Wer bislang über wenige Erfahrungen im Umgang mit Wein verfügt, wird sich zunächst mit der Auswahl der passenden Angebote schwer tun. Tatsächlich können selbst Kenner nicht von sich behaupten, je zur perfekten Einschätzung gelangt zu sein. Doch einige Anhaltspunkte bieten Einsteigern zumindest die Möglichkeit, die Qualität der Sorte richtig einzuschätzen. Wir haben die wichtigsten Punkte für den Prozess der Bestimmung noch einmal zusammengefasst.

Die eigenen Ansprüche klären

Viele Winzer empfehlen, in einem ersten Schritt die eigene Erwartungshaltung zu klären. Je nach dem, wie groß die Erwartungen sind, kann das Prädikat „schlechter Wein“ für unterschiedliche Qualitätsstufen vergeben werden.

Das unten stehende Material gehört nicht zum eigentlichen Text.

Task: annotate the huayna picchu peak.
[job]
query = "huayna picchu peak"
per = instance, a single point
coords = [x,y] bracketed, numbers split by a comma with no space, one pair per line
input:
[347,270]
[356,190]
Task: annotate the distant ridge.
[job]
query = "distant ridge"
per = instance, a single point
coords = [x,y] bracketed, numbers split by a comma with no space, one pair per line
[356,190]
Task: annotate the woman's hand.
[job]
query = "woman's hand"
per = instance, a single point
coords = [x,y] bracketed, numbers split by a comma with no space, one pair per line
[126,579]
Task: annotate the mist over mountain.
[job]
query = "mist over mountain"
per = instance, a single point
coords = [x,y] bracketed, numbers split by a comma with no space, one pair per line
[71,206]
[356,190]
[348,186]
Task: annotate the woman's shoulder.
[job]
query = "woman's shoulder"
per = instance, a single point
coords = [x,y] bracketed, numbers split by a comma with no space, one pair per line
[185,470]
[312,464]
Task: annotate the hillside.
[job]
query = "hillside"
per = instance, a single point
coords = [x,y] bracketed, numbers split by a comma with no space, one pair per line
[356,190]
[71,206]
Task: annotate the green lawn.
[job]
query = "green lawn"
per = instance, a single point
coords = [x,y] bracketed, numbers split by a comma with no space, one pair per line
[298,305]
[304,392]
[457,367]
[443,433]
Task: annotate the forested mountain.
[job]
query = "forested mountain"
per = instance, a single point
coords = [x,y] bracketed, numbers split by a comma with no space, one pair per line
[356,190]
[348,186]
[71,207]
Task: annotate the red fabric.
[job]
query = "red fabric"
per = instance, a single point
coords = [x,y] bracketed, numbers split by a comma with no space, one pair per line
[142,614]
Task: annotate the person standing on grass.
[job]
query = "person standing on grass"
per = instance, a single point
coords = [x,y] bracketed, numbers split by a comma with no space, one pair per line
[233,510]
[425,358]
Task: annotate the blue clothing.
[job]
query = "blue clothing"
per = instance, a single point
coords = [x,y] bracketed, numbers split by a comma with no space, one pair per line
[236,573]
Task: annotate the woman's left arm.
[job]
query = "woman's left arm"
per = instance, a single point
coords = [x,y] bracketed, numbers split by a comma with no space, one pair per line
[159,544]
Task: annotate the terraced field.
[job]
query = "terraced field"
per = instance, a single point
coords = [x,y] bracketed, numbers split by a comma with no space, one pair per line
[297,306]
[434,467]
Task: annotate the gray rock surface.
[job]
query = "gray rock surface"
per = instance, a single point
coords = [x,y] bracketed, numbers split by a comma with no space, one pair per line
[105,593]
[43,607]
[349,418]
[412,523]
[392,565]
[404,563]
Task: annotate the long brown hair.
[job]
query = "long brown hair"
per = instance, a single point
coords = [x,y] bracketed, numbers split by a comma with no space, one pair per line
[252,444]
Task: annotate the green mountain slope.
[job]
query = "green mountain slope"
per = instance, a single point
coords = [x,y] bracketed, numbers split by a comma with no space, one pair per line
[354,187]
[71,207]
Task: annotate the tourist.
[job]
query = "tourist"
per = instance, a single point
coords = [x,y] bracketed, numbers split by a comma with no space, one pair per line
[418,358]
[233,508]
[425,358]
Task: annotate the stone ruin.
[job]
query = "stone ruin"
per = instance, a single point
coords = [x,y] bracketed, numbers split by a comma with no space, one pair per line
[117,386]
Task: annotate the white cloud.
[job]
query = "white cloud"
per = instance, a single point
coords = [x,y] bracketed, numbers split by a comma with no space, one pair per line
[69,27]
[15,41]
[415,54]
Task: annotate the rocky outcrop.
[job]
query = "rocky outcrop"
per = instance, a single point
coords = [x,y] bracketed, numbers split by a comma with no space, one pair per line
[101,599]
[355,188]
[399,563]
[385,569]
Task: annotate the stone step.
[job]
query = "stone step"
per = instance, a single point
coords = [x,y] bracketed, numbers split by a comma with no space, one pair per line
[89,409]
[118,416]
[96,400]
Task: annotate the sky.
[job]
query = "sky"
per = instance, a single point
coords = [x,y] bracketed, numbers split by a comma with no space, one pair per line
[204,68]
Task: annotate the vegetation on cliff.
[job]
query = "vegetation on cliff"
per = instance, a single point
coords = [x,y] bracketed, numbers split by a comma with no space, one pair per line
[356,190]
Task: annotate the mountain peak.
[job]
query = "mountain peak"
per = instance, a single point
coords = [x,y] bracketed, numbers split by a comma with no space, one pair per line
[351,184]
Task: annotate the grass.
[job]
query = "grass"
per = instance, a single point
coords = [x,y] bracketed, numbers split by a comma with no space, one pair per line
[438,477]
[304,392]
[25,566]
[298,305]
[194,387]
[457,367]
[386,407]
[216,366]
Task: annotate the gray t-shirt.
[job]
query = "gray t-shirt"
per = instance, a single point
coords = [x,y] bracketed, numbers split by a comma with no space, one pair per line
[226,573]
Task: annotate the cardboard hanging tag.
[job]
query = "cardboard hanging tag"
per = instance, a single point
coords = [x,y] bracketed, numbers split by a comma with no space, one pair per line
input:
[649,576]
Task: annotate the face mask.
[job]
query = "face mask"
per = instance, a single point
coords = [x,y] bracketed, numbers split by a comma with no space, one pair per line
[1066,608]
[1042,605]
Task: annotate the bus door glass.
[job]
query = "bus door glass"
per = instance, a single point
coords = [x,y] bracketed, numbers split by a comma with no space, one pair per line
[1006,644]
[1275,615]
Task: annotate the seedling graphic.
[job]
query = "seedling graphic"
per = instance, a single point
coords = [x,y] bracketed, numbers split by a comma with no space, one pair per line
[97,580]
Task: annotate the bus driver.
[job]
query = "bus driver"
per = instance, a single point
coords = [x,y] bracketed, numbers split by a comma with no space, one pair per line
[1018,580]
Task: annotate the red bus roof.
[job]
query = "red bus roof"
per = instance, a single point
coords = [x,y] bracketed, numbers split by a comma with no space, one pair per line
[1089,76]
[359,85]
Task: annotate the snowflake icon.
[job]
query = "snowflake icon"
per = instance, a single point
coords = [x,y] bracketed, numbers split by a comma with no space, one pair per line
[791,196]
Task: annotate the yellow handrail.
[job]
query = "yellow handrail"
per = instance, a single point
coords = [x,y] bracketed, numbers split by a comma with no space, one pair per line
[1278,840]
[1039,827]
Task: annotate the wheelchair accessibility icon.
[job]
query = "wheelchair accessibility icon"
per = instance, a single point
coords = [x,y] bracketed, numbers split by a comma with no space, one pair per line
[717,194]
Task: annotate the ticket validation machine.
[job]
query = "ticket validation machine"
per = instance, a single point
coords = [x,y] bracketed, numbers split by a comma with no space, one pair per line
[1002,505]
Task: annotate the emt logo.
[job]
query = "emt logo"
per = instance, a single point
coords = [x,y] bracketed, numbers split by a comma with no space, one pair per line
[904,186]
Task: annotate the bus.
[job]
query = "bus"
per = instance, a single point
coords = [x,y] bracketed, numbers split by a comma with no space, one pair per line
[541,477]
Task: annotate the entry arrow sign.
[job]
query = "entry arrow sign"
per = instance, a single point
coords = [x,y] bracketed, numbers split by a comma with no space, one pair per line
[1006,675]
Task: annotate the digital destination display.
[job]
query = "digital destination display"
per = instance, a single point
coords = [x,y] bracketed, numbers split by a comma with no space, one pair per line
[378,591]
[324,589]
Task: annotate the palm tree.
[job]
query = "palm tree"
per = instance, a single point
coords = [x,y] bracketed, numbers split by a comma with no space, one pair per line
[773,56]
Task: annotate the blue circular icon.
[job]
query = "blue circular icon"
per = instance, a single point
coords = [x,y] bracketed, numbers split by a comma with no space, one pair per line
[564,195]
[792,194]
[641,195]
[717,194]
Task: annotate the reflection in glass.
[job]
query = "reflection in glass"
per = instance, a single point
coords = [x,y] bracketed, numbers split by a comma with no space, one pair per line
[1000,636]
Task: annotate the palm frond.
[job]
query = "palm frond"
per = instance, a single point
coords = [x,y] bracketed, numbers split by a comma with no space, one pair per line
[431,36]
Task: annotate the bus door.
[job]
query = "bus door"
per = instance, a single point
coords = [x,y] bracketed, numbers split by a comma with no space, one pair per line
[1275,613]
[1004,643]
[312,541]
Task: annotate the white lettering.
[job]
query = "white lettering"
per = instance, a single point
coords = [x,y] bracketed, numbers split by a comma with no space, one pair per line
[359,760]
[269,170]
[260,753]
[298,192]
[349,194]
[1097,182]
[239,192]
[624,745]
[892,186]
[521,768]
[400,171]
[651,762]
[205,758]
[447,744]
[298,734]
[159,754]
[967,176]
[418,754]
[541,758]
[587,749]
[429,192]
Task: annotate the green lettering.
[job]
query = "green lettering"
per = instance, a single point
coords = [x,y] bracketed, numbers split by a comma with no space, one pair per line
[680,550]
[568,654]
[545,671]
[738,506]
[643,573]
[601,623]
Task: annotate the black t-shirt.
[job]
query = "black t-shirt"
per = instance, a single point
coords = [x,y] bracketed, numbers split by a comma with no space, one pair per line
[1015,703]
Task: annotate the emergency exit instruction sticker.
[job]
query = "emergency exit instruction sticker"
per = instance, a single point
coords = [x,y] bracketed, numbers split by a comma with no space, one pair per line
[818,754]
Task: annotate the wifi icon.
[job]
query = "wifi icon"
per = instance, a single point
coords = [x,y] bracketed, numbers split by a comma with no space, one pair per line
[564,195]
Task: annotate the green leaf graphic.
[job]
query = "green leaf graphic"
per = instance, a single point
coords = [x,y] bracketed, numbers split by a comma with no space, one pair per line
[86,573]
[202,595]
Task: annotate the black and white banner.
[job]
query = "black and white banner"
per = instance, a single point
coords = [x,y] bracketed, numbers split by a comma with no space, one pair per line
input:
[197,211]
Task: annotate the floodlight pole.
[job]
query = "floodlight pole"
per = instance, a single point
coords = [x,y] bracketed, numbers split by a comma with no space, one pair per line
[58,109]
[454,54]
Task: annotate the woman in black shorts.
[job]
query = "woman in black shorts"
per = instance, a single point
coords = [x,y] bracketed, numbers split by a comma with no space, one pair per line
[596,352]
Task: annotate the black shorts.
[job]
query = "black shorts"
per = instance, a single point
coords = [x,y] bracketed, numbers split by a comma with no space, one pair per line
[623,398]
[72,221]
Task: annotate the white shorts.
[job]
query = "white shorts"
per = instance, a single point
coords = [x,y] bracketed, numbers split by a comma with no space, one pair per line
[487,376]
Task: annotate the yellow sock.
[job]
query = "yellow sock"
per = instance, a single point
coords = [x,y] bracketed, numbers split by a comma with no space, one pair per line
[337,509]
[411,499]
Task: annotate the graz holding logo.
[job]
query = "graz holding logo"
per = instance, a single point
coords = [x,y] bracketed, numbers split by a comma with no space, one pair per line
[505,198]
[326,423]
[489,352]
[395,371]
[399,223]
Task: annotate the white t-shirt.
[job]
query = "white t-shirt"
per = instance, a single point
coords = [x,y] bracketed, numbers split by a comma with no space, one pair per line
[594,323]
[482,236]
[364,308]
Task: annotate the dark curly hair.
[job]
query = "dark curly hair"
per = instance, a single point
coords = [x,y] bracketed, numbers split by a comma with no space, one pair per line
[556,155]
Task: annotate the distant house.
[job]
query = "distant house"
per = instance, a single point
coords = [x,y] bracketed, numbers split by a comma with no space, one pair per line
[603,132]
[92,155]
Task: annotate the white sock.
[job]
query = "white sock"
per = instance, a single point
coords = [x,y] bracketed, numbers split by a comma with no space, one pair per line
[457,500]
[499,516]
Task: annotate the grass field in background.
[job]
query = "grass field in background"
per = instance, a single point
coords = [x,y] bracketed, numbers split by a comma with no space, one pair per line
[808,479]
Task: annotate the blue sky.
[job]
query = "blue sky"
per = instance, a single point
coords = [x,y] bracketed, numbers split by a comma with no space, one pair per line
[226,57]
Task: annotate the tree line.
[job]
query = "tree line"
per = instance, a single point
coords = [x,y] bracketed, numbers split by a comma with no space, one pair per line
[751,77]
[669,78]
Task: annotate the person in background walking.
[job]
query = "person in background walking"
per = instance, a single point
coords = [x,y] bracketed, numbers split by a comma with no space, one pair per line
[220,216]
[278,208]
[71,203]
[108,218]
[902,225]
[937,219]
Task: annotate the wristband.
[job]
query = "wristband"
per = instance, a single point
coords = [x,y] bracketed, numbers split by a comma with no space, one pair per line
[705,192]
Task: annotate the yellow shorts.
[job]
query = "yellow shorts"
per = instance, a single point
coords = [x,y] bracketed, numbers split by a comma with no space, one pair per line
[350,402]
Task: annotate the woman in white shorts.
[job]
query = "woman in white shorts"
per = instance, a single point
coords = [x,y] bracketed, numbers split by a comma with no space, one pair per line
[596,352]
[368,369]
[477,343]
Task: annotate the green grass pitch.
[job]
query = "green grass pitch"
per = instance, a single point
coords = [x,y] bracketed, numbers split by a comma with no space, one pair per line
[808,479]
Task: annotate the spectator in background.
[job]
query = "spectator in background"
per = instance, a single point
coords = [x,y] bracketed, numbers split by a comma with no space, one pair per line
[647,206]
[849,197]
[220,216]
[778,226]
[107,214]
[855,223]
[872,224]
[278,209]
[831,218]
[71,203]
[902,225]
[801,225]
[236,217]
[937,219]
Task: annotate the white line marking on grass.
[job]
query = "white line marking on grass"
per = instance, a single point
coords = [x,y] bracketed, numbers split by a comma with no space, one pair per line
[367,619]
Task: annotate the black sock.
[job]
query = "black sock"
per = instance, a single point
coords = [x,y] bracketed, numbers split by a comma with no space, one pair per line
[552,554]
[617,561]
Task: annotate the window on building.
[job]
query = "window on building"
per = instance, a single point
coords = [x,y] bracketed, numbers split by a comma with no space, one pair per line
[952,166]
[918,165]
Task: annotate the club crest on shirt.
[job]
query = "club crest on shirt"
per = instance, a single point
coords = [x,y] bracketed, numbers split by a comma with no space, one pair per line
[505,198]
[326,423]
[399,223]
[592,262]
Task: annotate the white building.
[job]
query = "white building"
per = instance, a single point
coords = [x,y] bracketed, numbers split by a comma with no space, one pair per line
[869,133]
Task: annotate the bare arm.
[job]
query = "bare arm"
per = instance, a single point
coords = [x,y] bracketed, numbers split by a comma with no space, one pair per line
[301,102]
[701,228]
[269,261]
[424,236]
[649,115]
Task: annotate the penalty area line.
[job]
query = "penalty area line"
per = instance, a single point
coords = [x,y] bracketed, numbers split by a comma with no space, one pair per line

Ein „guter Wein“ ließe sich nach oben noch von einem sehr guten und einem exzellenten Wein abgrenzen. Mit dieser Frage ist auch der Anlass zu klären, für den der Wein bereitgehalten wird. Soll der Wein etwa für einen festlichen Anlass aufgetischt werden? Handelt es sich um einen Wein, welcher zum Essen serviert wird? Abhängig davon, welche Ausrichtung sich hier erkennen lässt, variieren die eigenen Ansprüche an die Flasche deutlich. Im Voraus ist es deshalb nicht zu empfehlen, eine Entscheidung zu treffen.

Die aufgedruckte Qualität

In der Tat reicht die Aufmachung eines Weins noch nicht aus, um ein Urteil über seine Qualität zu fällen. Manch ein Unternehmen investiert große Summen in die Aufbereitung des fertigen Produkts, während der Wein selbst von minderer Qualität ist. Vom ersten Eindruck sollten sich die Kunden deshalb nicht täuschen lassen. Dennoch gleicht die Auswahl eines guten Weins keineswegs dem Lotto am Samstag. Doch viele Informationen, die auf dem Etikett zu finden sind, haben doch eine sehr große Aussagekraft über das fertige Produkt. Dazu zählen:

  • Der Jahrgang
  • Die Rebsorte
  • Die Farbe des Weines
  • Das Weingut
  • Die Qualitätsstufe
  • Die Herkunft

Eine Einordnung des Weins ist bereits auf der Basis dieser Informationen in ihren Grundzügen möglich. Viele Informationen über die geschmackliche Ausrichtung, die Art des Weins und seine individuelle Note sind bereits auf der Flasche zu finden. Darüber hinaus können sich Weinliebhaber mit der Zeit einige Stichworte aneignen, die ebenfalls Auskunft über die Qualität bieten. Dazu zählen bei Weinen des Verbands der Prädikatsweingüter die Bezeichnungen Gutswein und Ortswein, sowie die erste Lage und große Lage. Je mehr Angaben letztlich zu finden sind, desto leichter ist diese Zuordnung möglich. Sogar der Gesetzgeber schreibt einige dieser Angaben vor, die auf dem Etikett gut lesbar zu finden sein müssen.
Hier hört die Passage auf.